Monday, March 23, 2015

NATO Commander Breedlove Discusses Implications of Hybrid War



By Jim Garamone
DoD News, Defense Media Activity

WASHINGTON, March 23, 2015 – Air Force Gen. Philip M. Breedlove discussed the implications of hybrid war during a presentation to the Brussels Forum over the weekend.

Breedlove, NATO’s Supreme Allied Commander Europe and commander of U.S. European Command, said Russia’s illegal occupation of Crimea and continued actions in the rest of Eastern Ukraine is a form of hybrid war.

Russia is using diplomacy, information warfare, and its military and economic means to wage this campaign, he added.

Aspects of Hybrid War

One of the first aspects of the hybrid war is to attack credibility and to try to separate a nation from its support mechanisms, the general said.

“Informationally, this is probably the most impressive new part of this hybrid war, all of the different tools to create a false narrative,” he said. “We begin to talk about the speed and the power of a lie, how to get a false narrative out, and then how to sustain that false narrative through all of the new tools that are out there.”

Military tools remain relatively unchanged, he said. “But how they are used or how they are hidden in their use, is the new part of this hybrid war,” the general said. “How do we recognize, how do we characterize and then how do we attribute this new employment of the military in a way that is built to bring about ambiguity?”

An Across-government Approach

Using the economic tool, he said, hybrid warfare allows a country to bring pressure on economies, but also on energy.
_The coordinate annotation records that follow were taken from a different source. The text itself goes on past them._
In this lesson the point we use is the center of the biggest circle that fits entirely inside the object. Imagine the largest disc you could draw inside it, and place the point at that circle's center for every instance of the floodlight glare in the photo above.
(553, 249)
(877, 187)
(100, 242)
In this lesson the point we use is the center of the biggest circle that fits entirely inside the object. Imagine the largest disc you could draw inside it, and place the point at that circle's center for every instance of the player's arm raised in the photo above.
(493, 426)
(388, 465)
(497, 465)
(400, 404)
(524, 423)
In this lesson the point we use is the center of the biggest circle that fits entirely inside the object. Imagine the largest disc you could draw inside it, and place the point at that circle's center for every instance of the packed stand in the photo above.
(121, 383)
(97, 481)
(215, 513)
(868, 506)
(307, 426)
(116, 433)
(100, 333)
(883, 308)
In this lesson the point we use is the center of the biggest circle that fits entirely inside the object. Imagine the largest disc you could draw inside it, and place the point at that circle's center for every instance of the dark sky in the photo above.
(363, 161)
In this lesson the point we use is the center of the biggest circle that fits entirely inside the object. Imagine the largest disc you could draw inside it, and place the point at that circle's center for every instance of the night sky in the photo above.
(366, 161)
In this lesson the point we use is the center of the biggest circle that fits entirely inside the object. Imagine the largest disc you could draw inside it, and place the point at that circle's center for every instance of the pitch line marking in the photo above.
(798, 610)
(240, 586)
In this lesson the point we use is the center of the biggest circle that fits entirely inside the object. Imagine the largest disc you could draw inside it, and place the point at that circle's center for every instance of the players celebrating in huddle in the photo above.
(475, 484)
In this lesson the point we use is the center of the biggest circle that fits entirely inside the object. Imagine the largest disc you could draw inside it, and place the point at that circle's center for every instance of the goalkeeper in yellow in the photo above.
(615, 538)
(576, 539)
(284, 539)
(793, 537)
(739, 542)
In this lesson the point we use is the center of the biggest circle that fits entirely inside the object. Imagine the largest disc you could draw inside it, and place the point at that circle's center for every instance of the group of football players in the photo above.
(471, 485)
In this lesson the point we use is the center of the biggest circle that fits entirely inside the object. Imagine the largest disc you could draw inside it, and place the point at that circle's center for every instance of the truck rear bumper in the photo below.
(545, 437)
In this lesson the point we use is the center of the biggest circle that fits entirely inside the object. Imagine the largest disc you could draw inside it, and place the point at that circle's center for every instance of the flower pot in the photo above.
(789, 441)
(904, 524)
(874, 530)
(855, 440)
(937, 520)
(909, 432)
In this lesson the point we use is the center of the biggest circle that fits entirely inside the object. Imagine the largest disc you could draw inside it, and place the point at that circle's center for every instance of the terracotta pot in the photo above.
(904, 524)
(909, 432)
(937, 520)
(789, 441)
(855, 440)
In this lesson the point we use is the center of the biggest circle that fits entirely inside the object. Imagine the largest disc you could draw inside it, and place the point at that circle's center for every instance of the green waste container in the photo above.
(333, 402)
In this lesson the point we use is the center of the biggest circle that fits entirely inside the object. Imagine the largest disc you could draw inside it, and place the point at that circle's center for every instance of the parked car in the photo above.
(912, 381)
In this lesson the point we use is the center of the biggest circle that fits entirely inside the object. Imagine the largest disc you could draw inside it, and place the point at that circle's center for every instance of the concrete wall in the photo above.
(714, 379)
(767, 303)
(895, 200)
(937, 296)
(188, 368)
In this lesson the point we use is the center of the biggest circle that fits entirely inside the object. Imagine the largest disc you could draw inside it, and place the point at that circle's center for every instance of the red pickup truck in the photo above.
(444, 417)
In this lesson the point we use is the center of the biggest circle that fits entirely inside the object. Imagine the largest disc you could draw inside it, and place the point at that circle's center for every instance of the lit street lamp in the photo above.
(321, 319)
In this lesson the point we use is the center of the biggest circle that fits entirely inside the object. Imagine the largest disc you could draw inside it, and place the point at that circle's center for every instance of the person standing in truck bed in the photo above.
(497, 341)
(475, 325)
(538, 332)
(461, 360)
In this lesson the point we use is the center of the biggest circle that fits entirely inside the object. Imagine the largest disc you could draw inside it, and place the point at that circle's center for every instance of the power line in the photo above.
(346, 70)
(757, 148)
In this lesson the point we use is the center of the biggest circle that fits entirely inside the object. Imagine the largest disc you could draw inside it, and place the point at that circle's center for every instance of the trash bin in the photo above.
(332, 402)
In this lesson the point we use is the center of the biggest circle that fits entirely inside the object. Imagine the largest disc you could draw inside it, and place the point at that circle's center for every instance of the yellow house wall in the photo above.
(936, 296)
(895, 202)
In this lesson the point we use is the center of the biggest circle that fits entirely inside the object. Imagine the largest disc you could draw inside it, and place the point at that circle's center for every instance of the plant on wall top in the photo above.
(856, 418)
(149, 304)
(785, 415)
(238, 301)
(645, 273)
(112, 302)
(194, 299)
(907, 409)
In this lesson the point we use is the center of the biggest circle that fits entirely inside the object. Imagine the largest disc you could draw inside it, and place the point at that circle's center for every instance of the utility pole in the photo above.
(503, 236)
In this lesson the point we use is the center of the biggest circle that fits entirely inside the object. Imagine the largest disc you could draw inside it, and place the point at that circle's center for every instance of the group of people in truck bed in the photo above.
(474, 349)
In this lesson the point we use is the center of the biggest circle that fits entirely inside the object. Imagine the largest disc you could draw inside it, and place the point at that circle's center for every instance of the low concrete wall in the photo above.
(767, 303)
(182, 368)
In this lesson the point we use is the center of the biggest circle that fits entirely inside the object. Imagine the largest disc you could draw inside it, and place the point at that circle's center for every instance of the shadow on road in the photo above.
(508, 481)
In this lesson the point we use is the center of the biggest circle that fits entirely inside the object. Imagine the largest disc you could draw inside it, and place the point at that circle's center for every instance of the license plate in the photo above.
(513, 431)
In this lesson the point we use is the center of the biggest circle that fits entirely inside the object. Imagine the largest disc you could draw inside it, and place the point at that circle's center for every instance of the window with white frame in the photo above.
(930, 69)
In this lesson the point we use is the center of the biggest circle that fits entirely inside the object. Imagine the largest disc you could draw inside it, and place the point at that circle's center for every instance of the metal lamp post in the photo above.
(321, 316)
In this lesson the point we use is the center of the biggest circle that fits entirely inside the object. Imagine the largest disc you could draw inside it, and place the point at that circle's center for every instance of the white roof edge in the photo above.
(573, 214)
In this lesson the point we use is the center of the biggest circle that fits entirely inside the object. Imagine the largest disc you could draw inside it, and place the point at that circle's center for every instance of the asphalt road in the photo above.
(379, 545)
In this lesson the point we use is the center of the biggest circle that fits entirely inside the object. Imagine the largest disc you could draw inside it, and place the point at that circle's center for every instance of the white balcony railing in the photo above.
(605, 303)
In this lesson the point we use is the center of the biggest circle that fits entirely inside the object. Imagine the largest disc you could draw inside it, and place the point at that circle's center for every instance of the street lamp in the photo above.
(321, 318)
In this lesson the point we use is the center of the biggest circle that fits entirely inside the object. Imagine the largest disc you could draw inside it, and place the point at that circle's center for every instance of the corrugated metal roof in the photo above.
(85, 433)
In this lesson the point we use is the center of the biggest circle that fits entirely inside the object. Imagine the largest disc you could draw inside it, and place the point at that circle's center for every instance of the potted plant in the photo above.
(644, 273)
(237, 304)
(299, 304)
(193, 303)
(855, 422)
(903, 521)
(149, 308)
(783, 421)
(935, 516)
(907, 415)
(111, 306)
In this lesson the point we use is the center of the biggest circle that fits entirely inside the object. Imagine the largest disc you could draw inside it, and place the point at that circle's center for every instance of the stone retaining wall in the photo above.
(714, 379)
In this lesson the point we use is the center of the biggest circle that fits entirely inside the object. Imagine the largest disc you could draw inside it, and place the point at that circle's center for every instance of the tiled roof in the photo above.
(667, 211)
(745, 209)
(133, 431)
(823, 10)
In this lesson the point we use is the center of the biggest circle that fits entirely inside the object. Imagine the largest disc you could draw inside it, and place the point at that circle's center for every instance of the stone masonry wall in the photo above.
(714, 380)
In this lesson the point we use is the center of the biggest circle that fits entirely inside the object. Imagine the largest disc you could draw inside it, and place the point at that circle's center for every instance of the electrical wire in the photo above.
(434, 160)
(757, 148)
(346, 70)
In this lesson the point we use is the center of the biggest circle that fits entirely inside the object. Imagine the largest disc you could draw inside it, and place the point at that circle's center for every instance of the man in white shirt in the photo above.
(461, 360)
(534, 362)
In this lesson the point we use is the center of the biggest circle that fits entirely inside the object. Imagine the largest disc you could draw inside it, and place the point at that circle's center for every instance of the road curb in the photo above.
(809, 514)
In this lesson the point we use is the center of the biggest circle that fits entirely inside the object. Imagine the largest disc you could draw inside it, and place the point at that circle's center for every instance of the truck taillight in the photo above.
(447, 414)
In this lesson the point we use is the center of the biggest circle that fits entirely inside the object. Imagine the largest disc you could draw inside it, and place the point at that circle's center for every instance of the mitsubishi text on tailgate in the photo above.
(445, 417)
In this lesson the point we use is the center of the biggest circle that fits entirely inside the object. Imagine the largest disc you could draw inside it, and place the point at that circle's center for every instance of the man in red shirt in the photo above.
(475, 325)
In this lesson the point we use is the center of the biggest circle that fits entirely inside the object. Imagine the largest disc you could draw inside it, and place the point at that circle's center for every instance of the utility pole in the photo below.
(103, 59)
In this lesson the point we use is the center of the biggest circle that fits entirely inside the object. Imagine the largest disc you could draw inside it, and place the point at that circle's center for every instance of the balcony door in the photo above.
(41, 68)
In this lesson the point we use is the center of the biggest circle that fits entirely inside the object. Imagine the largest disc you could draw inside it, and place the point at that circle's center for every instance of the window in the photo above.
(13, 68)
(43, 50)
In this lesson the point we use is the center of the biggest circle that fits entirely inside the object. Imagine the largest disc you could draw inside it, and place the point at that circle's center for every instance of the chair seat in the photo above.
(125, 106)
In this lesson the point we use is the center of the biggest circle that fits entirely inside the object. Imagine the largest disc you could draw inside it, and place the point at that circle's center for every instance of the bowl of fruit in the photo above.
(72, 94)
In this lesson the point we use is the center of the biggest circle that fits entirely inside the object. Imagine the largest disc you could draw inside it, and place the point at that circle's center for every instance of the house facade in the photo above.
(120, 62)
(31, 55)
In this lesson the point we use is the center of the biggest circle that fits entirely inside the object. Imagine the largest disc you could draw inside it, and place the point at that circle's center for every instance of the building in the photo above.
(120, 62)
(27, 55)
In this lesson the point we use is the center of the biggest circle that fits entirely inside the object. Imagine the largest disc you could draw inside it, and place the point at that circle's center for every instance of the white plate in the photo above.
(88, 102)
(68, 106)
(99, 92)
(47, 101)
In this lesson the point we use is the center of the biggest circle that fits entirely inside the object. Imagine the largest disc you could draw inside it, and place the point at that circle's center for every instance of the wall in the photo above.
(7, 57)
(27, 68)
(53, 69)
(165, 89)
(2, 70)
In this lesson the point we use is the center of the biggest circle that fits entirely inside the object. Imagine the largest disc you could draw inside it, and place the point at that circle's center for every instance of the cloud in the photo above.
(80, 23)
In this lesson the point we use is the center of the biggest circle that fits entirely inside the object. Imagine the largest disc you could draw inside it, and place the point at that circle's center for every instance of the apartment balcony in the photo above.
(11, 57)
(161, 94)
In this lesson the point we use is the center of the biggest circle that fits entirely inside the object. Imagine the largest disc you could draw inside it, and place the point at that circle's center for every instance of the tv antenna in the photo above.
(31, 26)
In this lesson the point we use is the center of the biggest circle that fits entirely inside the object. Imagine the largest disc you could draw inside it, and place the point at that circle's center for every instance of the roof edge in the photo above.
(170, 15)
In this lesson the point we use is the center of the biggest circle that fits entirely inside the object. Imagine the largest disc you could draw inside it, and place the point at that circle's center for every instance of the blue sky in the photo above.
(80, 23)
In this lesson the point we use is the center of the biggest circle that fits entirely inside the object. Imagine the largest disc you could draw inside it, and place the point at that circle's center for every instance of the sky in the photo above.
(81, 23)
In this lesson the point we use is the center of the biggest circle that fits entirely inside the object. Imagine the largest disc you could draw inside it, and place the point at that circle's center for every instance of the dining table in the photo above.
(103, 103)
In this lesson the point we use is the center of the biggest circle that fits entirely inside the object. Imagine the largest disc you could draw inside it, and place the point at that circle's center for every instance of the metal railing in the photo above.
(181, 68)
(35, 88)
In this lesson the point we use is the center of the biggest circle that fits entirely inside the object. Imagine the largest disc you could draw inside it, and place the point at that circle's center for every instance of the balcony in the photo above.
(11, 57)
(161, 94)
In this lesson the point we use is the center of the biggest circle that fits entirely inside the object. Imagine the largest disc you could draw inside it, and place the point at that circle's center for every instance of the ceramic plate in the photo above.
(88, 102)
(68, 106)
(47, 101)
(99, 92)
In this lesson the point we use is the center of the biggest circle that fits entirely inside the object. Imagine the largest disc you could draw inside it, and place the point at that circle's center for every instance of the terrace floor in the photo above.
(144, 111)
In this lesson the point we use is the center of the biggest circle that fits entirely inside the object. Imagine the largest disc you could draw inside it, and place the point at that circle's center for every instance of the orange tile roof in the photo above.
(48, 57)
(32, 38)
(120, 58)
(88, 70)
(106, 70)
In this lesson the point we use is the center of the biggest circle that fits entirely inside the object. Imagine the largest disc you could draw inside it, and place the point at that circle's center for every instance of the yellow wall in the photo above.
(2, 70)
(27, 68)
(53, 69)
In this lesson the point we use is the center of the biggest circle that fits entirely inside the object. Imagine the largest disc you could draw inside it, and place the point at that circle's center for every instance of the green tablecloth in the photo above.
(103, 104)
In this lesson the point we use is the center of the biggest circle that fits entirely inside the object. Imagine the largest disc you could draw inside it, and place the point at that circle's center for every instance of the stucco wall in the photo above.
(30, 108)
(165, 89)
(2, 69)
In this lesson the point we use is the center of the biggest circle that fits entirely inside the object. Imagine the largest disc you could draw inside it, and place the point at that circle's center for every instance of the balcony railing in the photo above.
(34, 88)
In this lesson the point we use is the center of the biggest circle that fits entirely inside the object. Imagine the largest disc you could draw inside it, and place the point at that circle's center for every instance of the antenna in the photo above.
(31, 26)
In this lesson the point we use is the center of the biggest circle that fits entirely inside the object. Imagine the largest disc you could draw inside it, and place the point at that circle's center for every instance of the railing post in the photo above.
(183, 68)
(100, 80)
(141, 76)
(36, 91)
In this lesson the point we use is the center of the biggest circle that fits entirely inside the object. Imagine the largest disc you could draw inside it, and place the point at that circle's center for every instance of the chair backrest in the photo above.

“What the military needs to do is to use those traditional military intelligence tools to develop the truth. The way you attack a lie is with the truth,” Breedlove said. “I think that you have to attack an all of a government approach with an all of government approach. The military needs to be able to do its part, but we need to bring exposure to those diplomatic pressures and return the diplomatic pressure. We need to, as a Western group of nations or as an alliance, engage in this information warfare to … drag the false narrative out into the light and expose it.”

Regarding Western response to Russian actions in Ukraine, no tool should be off the table, Breedlove said.

“In Ukraine, what we see is what we talked about earlier, diplomatic tools being used, informational tools being used, military tools being used, economic tools being used against Ukraine,” he said. “We, I think, in the West, should consider all of our tools in reply. Could it be destabilizing? The answer is yes. Also, inaction could be destabilizing.”